Anthropic Study Finds Developers Using AI Score 17% Lower on Comprehension Tests

Developers who leaned on AI assistants to write code understood that code significantly less well than those who struggled through it themselves, according to a randomized controlled trial published by Anthropic. The gap amounts to nearly two letter grades on a follow-up quiz, and the steepest decline showed up in debugging skills.

The kicker: AI users didn't even finish much faster. About two minutes on average, not enough to reach statistical significance.

What the study actually tested

Fifty-two junior software engineers learned Trio, a Python library for asynchronous programming. Half got access to an AI assistant that could see their code and generate complete solutions on demand. The other half worked with documentation and web search only.

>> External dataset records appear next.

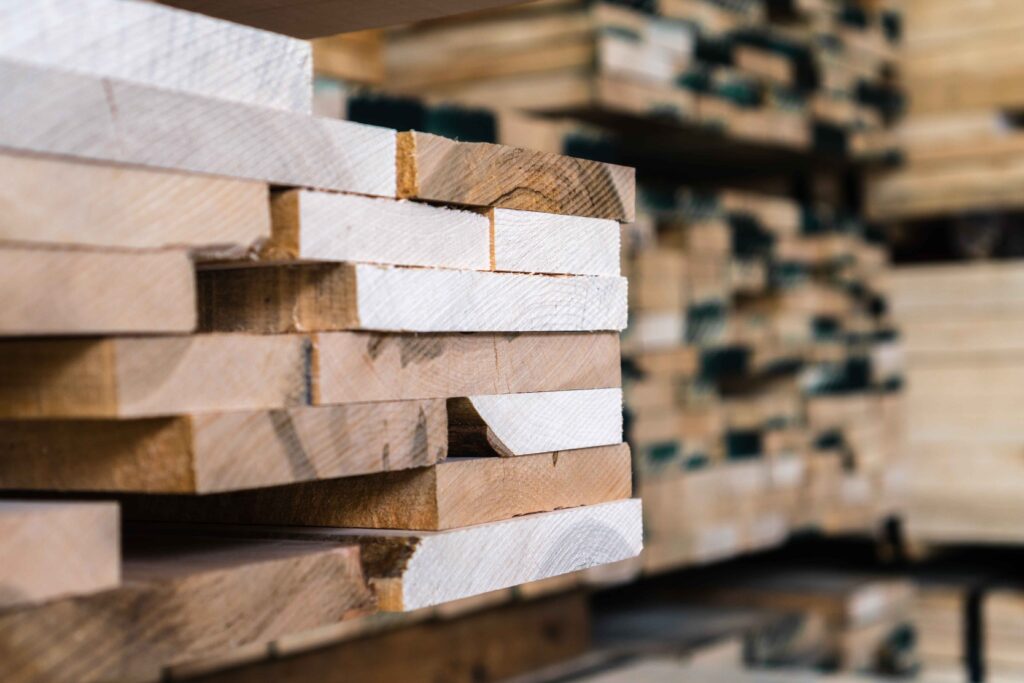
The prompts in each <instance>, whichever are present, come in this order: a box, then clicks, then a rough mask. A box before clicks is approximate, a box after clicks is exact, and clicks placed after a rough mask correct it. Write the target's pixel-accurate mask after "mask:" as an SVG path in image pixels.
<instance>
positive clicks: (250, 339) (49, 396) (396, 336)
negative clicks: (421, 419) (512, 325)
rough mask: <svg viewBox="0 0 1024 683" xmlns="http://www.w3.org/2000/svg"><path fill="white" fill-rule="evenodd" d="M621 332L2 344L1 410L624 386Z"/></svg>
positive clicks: (364, 336) (411, 396)
mask: <svg viewBox="0 0 1024 683" xmlns="http://www.w3.org/2000/svg"><path fill="white" fill-rule="evenodd" d="M621 381H622V375H621V371H620V356H618V336H617V335H616V334H613V333H602V334H546V335H513V336H507V335H377V334H357V333H333V334H322V335H316V337H315V339H310V338H309V337H305V336H292V335H272V336H255V335H197V336H191V337H165V338H157V337H136V338H119V339H98V340H87V339H75V340H33V341H15V340H8V341H4V342H0V418H7V419H11V418H14V419H22V418H140V417H156V416H174V415H181V414H187V413H210V412H228V411H265V410H273V409H282V408H290V407H295V405H305V404H309V403H316V404H332V403H353V402H366V401H378V400H407V399H423V398H451V397H455V396H468V395H476V394H496V393H512V392H529V391H549V390H552V391H553V390H567V389H595V388H610V387H617V386H620V384H621Z"/></svg>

Both groups then took a 14-question quiz covering concepts they'd just used. The Anthropic blog post reports the AI-assisted group averaged 50%, while the hand-coding group hit 67%. Debugging questions showed the widest gap, which is awkward given that catching AI-generated bugs is supposedly the human's job in an AI-assisted workflow.

The participants weren't novices. All had been using Python at least weekly for over a year and had prior experience with AI coding tools. They just hadn't used Trio before.

Not all AI use is equal

Here's where the study gets more interesting than a simple "AI bad" headline. The researchers watched screen recordings of every participant and identified six distinct patterns of AI interaction.

Three patterns correlated with quiz scores below 40%: full delegation to AI, progressive reliance that started small and escalated, and iterative debugging where participants kept asking AI to check and fix their code. These participants finished fastest but learned least.

Three patterns correlated with scores above 65%: asking for explanations after generating code, requesting code with explanations bundled in, and asking only conceptual questions while writing code independently. The last approach turned out to be the second-fastest overall, trailing only full delegation.

The difference wasn't whether participants used AI. It was whether they stayed mentally engaged while using it.

The debugging problem

Participants who coded without AI encountered more errors. That sounds like a point in AI's favor until you consider what those errors taught them.

The control group ran into Trio-specific errors, things like RuntimeWarning when a coroutine wasn't awaited or TypeError when passing a coroutine object instead of an async function. Resolving these meant actually understanding how Trio handles concurrency.

The AI group encountered fewer errors overall, and almost none of the Trio-specific variety. The code just worked. But then they couldn't explain why.

What this doesn't tell us

The study measured immediate comprehension, not long-term retention. Whether a 17% quiz gap predicts career-long skill deficits remains unknown. The tasks also took under an hour total, a far cry from the months developers typically spend learning a new tool on the job.

The researchers note that their chat-based AI setup differs from agentic coding tools like Claude Code, where "the impacts on skill development are likely to be more pronounced." Less interaction means even less opportunity to engage.

And there's a selection effect baked into the design: participants knew a quiz was coming. Real-world developers optimizing for deadline, not learning, might behave differently.

Why this matters now

The finding lands as AI coding tools have become standard. Previous research from the same team found AI can speed up some tasks by 80%. Other studies show novice developers benefit most from AI assistance.

But if novices are the ones most likely to use AI aggressively, and aggressive AI use undermines learning, the math gets uncomfortable for engineering managers thinking about workforce development.

The researchers suggest intentional design choices: learning modes that force explanation, workflows that preserve cognitive engagement. Both Claude Code and ChatGPT already offer such features. Whether developers actually use them is another question.

The study preregistration is available on OSF. Code and annotated transcripts are on GitHub.